Hello Proud Maxey Owners,

I've decided to have a bash at making my own Maxeys, and I would be very grateful if someone who already has some could take some really clear, big(ish) pictures of one (particularly the grill front bit) and post them up?

Just as a side thought, if I copy the instructions and diagrams out of my Exhibition and Pet Mice book and post those too, perhaps this thread could be a sticky to help newbies make their own Maxeys?

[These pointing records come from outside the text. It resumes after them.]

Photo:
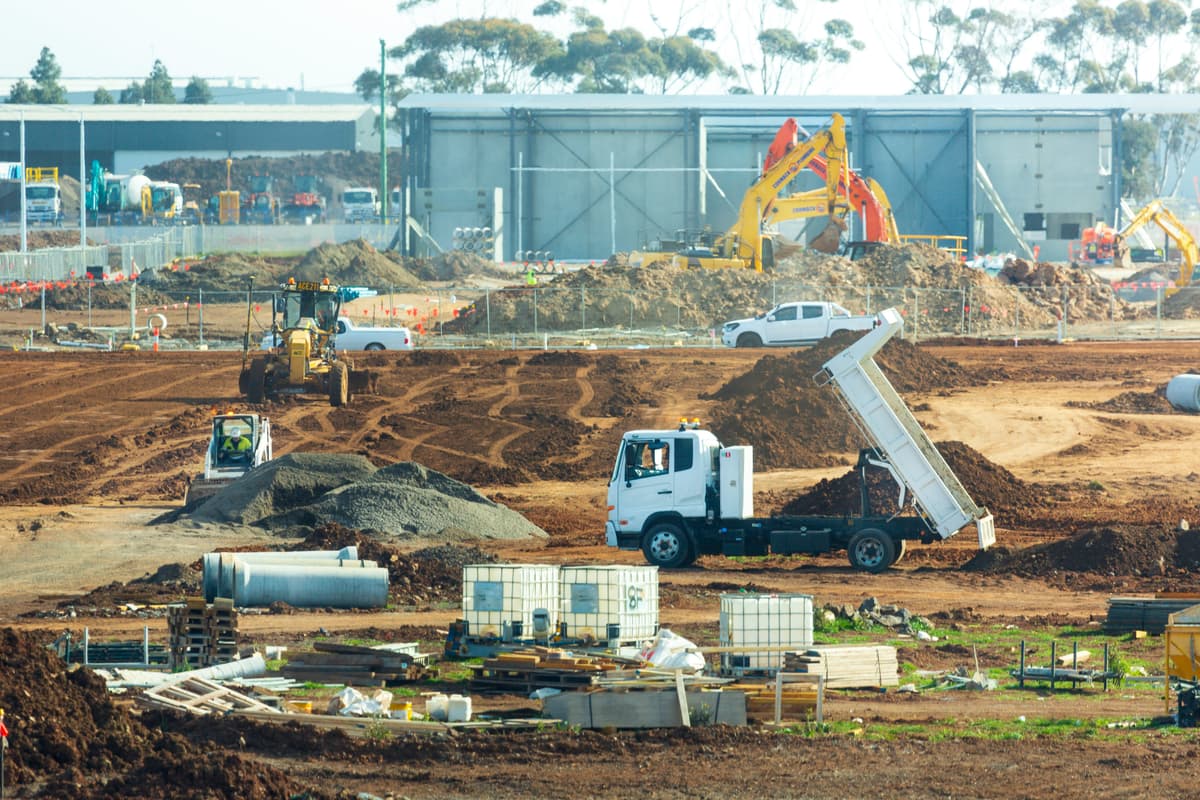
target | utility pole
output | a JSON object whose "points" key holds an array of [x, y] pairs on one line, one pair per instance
{"points": [[384, 194]]}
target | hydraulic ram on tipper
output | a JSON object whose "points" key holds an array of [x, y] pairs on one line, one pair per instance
{"points": [[892, 428]]}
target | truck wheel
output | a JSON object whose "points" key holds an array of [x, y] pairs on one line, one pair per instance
{"points": [[871, 551], [253, 382], [749, 340], [666, 546], [339, 384]]}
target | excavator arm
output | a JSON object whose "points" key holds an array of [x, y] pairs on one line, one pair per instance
{"points": [[1158, 214], [744, 239]]}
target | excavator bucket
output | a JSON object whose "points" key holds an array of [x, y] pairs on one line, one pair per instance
{"points": [[828, 240]]}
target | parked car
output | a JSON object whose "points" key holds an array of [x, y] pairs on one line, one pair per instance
{"points": [[795, 323]]}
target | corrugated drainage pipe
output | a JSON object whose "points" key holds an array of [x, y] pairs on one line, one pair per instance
{"points": [[1183, 392], [306, 585]]}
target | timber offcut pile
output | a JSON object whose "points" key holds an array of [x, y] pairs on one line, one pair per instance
{"points": [[870, 666]]}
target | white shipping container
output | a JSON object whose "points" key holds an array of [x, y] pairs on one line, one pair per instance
{"points": [[501, 599], [610, 602], [775, 621]]}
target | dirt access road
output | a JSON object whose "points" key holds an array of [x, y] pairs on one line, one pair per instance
{"points": [[111, 438]]}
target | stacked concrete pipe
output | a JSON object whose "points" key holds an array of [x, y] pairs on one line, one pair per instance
{"points": [[303, 578]]}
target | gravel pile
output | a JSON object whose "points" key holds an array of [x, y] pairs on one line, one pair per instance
{"points": [[406, 500], [411, 501]]}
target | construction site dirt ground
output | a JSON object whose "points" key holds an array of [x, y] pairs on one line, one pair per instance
{"points": [[95, 444]]}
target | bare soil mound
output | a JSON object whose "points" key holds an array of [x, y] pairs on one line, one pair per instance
{"points": [[67, 739], [989, 485], [354, 263], [1108, 551], [335, 170], [795, 423]]}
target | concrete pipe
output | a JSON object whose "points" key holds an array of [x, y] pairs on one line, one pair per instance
{"points": [[1183, 392], [305, 585], [220, 567]]}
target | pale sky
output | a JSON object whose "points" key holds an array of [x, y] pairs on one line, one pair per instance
{"points": [[323, 44]]}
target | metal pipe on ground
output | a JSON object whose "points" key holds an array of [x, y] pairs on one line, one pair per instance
{"points": [[306, 585]]}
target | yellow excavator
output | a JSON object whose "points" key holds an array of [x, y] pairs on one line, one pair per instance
{"points": [[303, 353], [744, 246], [1157, 212]]}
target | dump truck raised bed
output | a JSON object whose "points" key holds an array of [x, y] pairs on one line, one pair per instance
{"points": [[677, 494]]}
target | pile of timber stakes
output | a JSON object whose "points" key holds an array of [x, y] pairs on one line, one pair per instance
{"points": [[847, 666], [202, 635], [540, 667], [358, 666]]}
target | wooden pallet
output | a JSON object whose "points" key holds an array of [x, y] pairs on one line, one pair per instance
{"points": [[201, 696]]}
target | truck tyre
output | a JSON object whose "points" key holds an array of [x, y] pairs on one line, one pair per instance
{"points": [[749, 340], [871, 551], [339, 384], [666, 546], [253, 382]]}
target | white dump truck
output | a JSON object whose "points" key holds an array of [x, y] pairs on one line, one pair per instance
{"points": [[677, 494], [795, 323]]}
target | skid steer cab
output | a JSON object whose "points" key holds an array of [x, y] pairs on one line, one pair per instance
{"points": [[304, 322]]}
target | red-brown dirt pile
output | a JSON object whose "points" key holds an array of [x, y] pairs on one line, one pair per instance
{"points": [[67, 739], [1108, 551], [795, 423]]}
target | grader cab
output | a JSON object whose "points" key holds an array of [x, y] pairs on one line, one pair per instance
{"points": [[303, 358]]}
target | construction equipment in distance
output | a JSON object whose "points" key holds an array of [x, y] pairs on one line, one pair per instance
{"points": [[306, 360], [744, 246], [677, 494], [1157, 212], [223, 463]]}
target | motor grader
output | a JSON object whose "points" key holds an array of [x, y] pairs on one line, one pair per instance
{"points": [[304, 360]]}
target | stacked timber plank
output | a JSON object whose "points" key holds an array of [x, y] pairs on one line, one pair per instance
{"points": [[1147, 614], [357, 665], [202, 697], [797, 701], [202, 635], [870, 666], [539, 667]]}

As a random thought, if every NMC member made just one Maxey and donated it to the club, think how many there'd be to hire!

Many thanks in advance!

Sarah xxx


----------



## Cait (Oct 3, 2008)

Sounds like a labour of love there Sarah. Are you making lidless or lidded?


----------



## SarahY (Nov 6, 2008)

Lidless for now I think 

Sarah xxx


----------



## Cait (Oct 3, 2008)

Here are some photos I already have in Photobucket that have Maxeys in (ignore the mice :lol: )


----------



## SarahY (Nov 6, 2008)

That's great Cait, thank you 

Now I'm wondering where the bloomin' heck I'm going to find grill bits like that... Anyone have any ideas?

Sarah xxx


----------



## Cait (Oct 3, 2008)

I'm afraid the last people who made them had to solder individual bits of wire together... fun eh?


----------



## SarahC (Oct 3, 2008)

The bars are punch bar fronts which are used to make fronts for cage bird show cages.Canary or finch size would be needed.I suggest you get a copy of a news paper called cage and aviary available from w h smiths to look for a supplier.


----------



## Dragonfly-Stud (Oct 5, 2008)

I've got some wire fronts going spare.
I think I have around 10 of them also an unfinished maxey to work from as well, they came with the last set of maxey's I picked up but are of no use to me.
pm if interested.


----------



## SarahY (Nov 6, 2008)

Well, Steve's selling me some grills (Thank you!) so I will take pictures and do a step by step guide, and let you all know how I get on 

Sarah xxx


----------



## DomLangowski (Oct 2, 2008)

I have also been thinking about making these. I just need to get hold of 1 to get a idea of the build.


----------



## Loganberry (Oct 24, 2008)

Cait! The last pic there is of my cham doe, is the one above that of her too?


----------



## Cait (Oct 3, 2008)

No the one with the rosette was Dave Safe's


----------